A depressão é uma doença
mental. Ela produz alterações no humor causando uma tristeza profunda, forte sentimento de
desesperança e perda de interesse por atividades do seu dia a dia. Por se
tratar um problema silencioso e incapacitante, a Organização Mundial da Saúde
(OMS) a classificou como o mal do século.
Entretanto, nem sempre é
fácil identificar que nós ou pessoas próximas estão com depressão. Além disso,
geralmente, o indivíduo que apresenta um quadro de tristeza profunda não tem
vontade de procurar um tratamento por conta própria. Por isso, é essencial
observar os sintomas da doença naqueles que estão próximos da gente.
A depressão pode se
desenvolver em qualquer fase da vida, ainda na infância ou na fase adulta.
Neste caso, ela pode ser desencadeada por algum gatilho, como traumas ou alguma
situação de grande incômodo para uma pessoa.

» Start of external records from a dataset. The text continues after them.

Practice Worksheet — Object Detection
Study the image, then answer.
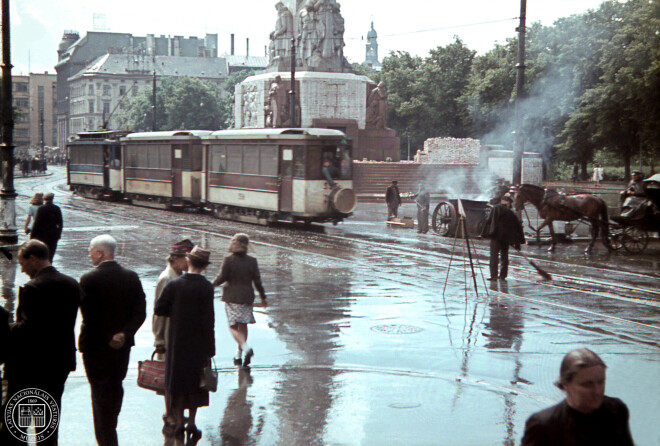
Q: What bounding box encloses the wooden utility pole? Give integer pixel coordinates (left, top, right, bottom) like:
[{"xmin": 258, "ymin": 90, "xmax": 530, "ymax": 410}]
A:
[{"xmin": 512, "ymin": 0, "xmax": 527, "ymax": 184}]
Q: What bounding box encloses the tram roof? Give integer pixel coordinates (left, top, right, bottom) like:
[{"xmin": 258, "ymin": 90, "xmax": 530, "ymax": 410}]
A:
[
  {"xmin": 122, "ymin": 130, "xmax": 212, "ymax": 141},
  {"xmin": 204, "ymin": 127, "xmax": 346, "ymax": 139}
]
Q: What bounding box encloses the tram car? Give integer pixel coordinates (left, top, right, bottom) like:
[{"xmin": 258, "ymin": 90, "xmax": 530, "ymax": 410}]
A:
[
  {"xmin": 68, "ymin": 128, "xmax": 357, "ymax": 224},
  {"xmin": 67, "ymin": 130, "xmax": 126, "ymax": 199},
  {"xmin": 121, "ymin": 130, "xmax": 211, "ymax": 209},
  {"xmin": 202, "ymin": 128, "xmax": 357, "ymax": 224}
]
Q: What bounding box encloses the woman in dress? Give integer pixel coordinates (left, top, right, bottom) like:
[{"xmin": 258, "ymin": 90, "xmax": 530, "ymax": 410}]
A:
[
  {"xmin": 522, "ymin": 348, "xmax": 633, "ymax": 446},
  {"xmin": 25, "ymin": 192, "xmax": 44, "ymax": 234},
  {"xmin": 213, "ymin": 233, "xmax": 268, "ymax": 367},
  {"xmin": 154, "ymin": 246, "xmax": 215, "ymax": 440}
]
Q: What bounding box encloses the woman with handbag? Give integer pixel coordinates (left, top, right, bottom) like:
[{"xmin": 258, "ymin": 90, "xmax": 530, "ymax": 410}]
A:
[
  {"xmin": 213, "ymin": 233, "xmax": 268, "ymax": 367},
  {"xmin": 154, "ymin": 246, "xmax": 215, "ymax": 440}
]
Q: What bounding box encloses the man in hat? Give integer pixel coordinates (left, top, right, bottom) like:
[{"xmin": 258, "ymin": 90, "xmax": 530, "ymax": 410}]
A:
[
  {"xmin": 30, "ymin": 193, "xmax": 62, "ymax": 263},
  {"xmin": 624, "ymin": 170, "xmax": 646, "ymax": 197},
  {"xmin": 411, "ymin": 183, "xmax": 431, "ymax": 234},
  {"xmin": 78, "ymin": 234, "xmax": 147, "ymax": 446},
  {"xmin": 385, "ymin": 180, "xmax": 401, "ymax": 221},
  {"xmin": 151, "ymin": 239, "xmax": 194, "ymax": 430},
  {"xmin": 483, "ymin": 194, "xmax": 525, "ymax": 280}
]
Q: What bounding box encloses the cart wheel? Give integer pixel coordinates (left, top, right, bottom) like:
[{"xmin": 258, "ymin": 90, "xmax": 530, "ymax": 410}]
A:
[
  {"xmin": 433, "ymin": 201, "xmax": 456, "ymax": 237},
  {"xmin": 621, "ymin": 226, "xmax": 649, "ymax": 254},
  {"xmin": 609, "ymin": 225, "xmax": 623, "ymax": 251}
]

Os motivos podem ser diversos e,
normalmente, estão ligados a um acontecimento.
O principal sintoma da
depressão é a tristeza constante. No entanto, outros sinais como baixa
autoestima, perda do interesse por atividades da rotina, dores pelo corpo sem
causa definida, pouca energia podem ser identificados no paciente com
depressão. Delírios e alucinações também podem acontecer nos casos mais graves.
Do ponto de vista
médico, só é considerado como depressão os sintomas que persistente, por, pelo
menos, duas semanas. Sendo que é válido ressaltar que neste intervalo o
paciente pode apresentar uma melhora e depois um declínio novamente.
Portanto, procurar uma ajuda médica é
essencial para entender os sintomas. Além disso, como base em tudo o que foi
apresentado podemos concluir que as pesquisas sobre a ligação entre
vegetarianismo e depressão ainda são prematuras e precisam ser mais estudadas. No
entanto, isso não exclui a importância de uma análise psicológica.